Index Terms—Post-quantum cryptography (PQC), number theoretic transform (NTT), polynomial multiplication, predictive model, parallel processing, pipelining, folding.

### I. INTRODUCTION

Polynomial multiplication over the quotient ring is a foun-dational operation in Ring Learning with Errors (Ring-LWE) based cryptosystems [1], a class of encryption methods that have gained prominence as resilient post-quantum alternatives to classical cryptography. Ring-LWE schemes extend the Learning with Errors (LWE) problem — a well-known problem in lattice-based cryptography — into ring structures, allowing more efficient encryption operations without compromising security. The significance of Ring-LWE lies in its resistance to attacks from both classical and quantum computers, making it a crucial component in the emerging field of post-quantum cryptography [2].

In Ring-LWE cryptosystems, polynomial multiplication is the most computationally intensive operation and frequently becomes a performance bottleneck. This operation can be efficiently implemented using the number-theoretic transform (NTT), which converts polynomial multiplication into NTT,

This research was supported in part by the National Science Foundation under grant number CCF-2243053.

point-wise multiplication (PWM), and inverse-NTT (INTT), significantly reducing computational complexity. NTT-based architectures are particularly suitable for hardware implementations, where parallelism and pipelining can be leveraged to achieve high-throughput and low-latency. Among various NTT-based designs, pipelined parallel polynomial multipliers are especially appealing for hardware applications due to their ability to deliver superior computational speed with minimal latency [3]. However, optimizing these architectures for practical deployment requires a careful evaluation of tradeoffs associated with efficiency, resource usage, and scalability.
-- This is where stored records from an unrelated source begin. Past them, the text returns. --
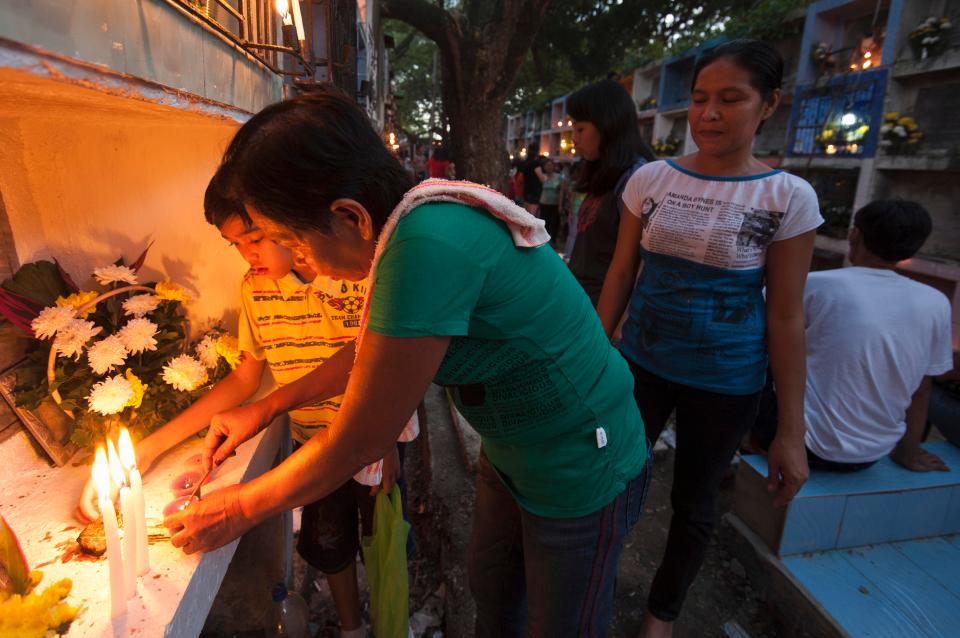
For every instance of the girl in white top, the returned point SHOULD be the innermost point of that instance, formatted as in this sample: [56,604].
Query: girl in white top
[711,229]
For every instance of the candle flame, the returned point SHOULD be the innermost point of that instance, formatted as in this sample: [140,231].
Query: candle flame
[125,447]
[101,476]
[113,460]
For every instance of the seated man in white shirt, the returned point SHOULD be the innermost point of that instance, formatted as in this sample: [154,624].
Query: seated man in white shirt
[874,339]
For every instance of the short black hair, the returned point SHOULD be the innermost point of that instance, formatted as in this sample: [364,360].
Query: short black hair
[220,202]
[758,58]
[893,229]
[294,158]
[609,107]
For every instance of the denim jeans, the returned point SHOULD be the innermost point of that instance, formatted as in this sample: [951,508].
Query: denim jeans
[546,577]
[709,427]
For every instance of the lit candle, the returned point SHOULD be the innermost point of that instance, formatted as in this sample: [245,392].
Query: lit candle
[129,521]
[129,459]
[118,589]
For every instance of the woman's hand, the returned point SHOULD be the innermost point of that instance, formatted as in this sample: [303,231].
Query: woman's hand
[209,523]
[787,468]
[229,429]
[389,473]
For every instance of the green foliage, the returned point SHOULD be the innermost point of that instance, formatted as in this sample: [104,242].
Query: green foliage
[74,378]
[418,101]
[583,41]
[40,281]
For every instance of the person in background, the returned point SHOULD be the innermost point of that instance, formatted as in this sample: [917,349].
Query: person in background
[550,181]
[607,139]
[438,163]
[874,340]
[532,185]
[711,229]
[515,184]
[572,201]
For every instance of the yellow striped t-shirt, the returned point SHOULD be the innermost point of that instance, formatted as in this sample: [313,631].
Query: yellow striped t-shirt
[296,327]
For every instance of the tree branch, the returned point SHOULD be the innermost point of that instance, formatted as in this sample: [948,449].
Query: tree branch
[427,18]
[401,49]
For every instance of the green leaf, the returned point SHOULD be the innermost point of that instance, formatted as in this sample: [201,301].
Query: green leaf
[12,560]
[40,281]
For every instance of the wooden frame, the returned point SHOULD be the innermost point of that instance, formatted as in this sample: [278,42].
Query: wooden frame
[48,424]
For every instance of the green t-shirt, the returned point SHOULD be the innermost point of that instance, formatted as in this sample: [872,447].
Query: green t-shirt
[529,365]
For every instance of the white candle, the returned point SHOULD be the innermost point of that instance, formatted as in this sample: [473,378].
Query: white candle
[129,521]
[129,459]
[118,589]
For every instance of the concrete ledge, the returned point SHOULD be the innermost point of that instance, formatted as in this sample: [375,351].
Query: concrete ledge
[451,501]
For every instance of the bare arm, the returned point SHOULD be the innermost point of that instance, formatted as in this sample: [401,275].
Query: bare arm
[622,273]
[788,262]
[235,388]
[232,390]
[232,427]
[396,371]
[908,452]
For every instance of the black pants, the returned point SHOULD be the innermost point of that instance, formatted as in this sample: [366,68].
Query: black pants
[764,430]
[709,429]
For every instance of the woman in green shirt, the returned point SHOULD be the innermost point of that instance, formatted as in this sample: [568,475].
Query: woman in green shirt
[453,299]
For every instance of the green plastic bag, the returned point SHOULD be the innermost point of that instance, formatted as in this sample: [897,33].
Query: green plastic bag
[385,559]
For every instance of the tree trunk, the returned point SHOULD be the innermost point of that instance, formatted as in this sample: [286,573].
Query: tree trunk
[482,47]
[476,140]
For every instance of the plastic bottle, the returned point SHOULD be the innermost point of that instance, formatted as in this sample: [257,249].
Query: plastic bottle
[289,616]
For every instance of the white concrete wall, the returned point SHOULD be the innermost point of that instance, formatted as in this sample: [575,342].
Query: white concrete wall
[148,39]
[87,176]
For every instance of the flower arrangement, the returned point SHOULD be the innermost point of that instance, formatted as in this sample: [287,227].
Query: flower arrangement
[929,37]
[25,611]
[900,134]
[844,134]
[666,147]
[119,353]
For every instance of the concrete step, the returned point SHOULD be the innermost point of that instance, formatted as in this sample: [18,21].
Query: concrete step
[835,510]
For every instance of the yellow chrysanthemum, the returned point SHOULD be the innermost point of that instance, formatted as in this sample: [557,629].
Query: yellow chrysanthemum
[77,300]
[170,291]
[139,387]
[229,348]
[33,615]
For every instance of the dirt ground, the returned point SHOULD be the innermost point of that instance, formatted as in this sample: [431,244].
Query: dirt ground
[721,596]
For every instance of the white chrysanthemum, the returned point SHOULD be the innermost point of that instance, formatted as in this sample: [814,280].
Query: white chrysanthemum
[185,373]
[51,319]
[207,351]
[106,354]
[110,396]
[140,305]
[72,337]
[111,274]
[137,335]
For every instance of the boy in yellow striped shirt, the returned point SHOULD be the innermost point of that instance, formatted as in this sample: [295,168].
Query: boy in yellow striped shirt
[299,325]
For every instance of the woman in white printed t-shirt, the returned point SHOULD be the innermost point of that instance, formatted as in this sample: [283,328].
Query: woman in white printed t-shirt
[711,229]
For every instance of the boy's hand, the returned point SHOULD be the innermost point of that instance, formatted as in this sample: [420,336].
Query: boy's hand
[787,469]
[231,428]
[87,508]
[390,473]
[209,523]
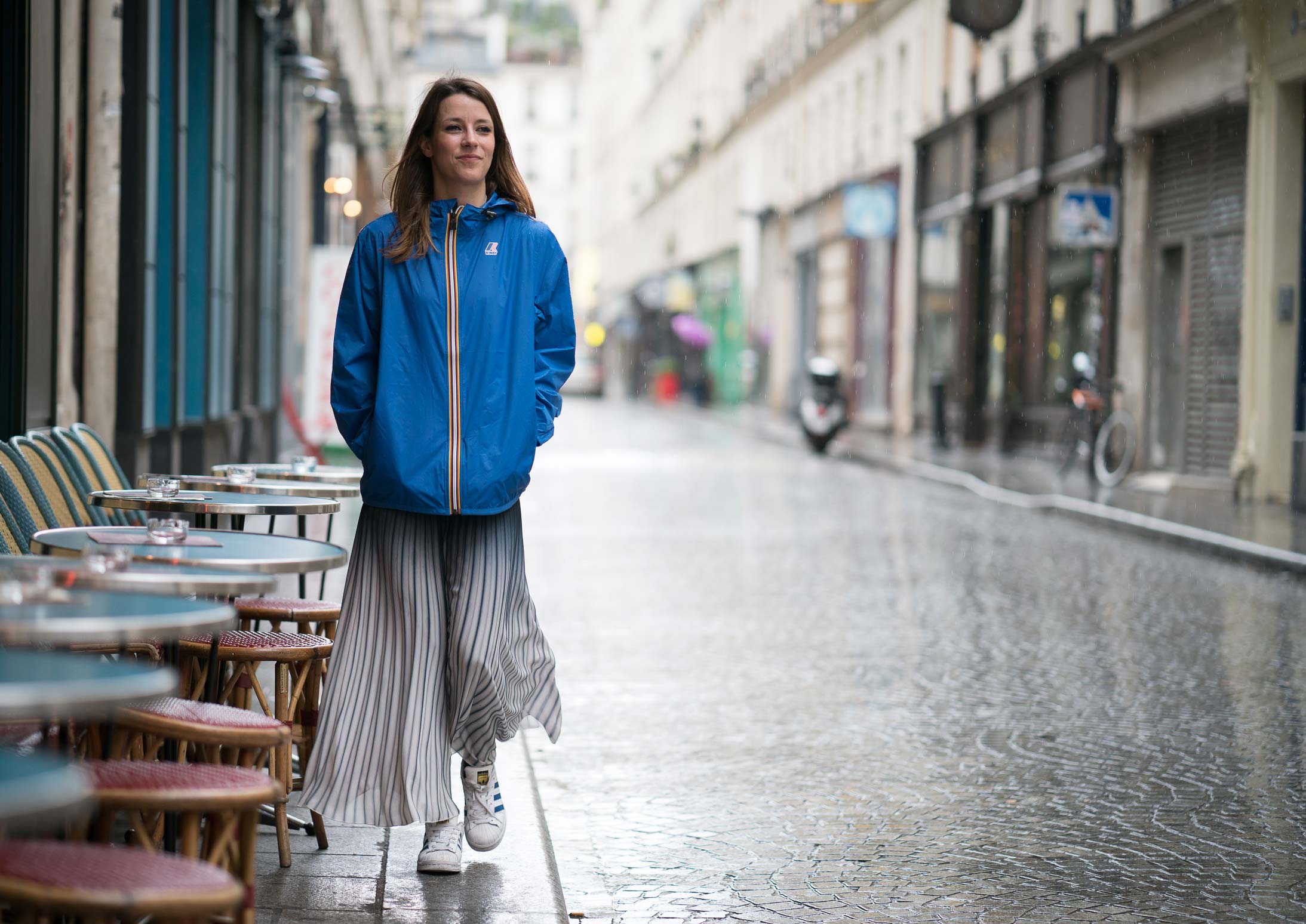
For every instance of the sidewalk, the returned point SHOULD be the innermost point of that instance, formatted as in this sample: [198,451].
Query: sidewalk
[1270,535]
[370,873]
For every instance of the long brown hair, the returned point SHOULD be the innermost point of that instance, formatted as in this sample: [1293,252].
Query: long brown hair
[413,183]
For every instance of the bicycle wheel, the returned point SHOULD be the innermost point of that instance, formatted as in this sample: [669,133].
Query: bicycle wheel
[1114,448]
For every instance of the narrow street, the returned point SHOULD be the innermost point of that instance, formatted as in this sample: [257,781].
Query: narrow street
[802,689]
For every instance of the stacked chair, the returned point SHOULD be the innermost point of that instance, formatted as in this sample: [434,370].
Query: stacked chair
[233,756]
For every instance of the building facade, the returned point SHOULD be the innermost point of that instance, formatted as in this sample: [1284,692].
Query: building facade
[169,162]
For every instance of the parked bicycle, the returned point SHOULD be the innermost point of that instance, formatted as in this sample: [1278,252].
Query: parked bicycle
[1107,445]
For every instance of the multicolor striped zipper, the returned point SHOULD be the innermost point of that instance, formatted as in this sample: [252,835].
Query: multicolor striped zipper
[451,286]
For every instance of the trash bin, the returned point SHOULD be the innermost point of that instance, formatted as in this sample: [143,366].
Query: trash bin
[939,408]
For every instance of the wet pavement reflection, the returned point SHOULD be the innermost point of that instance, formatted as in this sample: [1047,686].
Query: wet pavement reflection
[801,689]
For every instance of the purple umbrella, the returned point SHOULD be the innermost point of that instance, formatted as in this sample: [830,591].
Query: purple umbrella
[693,332]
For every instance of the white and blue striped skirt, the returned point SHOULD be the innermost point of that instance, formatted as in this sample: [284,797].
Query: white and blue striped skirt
[438,653]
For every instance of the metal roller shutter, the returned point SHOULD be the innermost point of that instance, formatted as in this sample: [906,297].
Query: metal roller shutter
[1199,196]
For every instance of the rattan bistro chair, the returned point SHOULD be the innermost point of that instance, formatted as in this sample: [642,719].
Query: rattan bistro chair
[100,452]
[94,475]
[225,799]
[207,732]
[297,660]
[111,473]
[84,470]
[11,534]
[64,500]
[76,483]
[29,488]
[39,879]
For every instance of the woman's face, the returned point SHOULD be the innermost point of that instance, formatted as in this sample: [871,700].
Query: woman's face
[462,145]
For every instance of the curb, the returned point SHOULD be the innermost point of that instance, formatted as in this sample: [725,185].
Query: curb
[1139,523]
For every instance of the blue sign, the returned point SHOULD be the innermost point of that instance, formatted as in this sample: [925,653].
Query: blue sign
[870,211]
[1087,215]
Increasing the level of parallelism can significantly reduce latency by enabling more operations to be processed simultaneously. However, this approach requires a larger number of processing elements (PEs), which in turn increases area and power consumption. The area in these architectures is dominated by PEs. Conversely, lower parallelism reduces area and power requirements but results in higher latency. Furthermore, the area in these architectures is dominated by the number of delay elements. Achieving an optimal balance between parallelism, area, and power consumption is thus critical for designing an efficient architecture that meets performance requirements without exceeding hardware constraints.

The contributions of this paper are two-fold. First, we developed a *predictive model* based on synthesized results to evaluate performance metrics, including area, area-time product (ATP), power, energy per polynomial multiplication, and area-energy product (AEP). Second, using insights from this predictive model, we propose a design strategy for selecting optimal levels of parallelism for implementation of pipelined parallel polynomial modular multiplication.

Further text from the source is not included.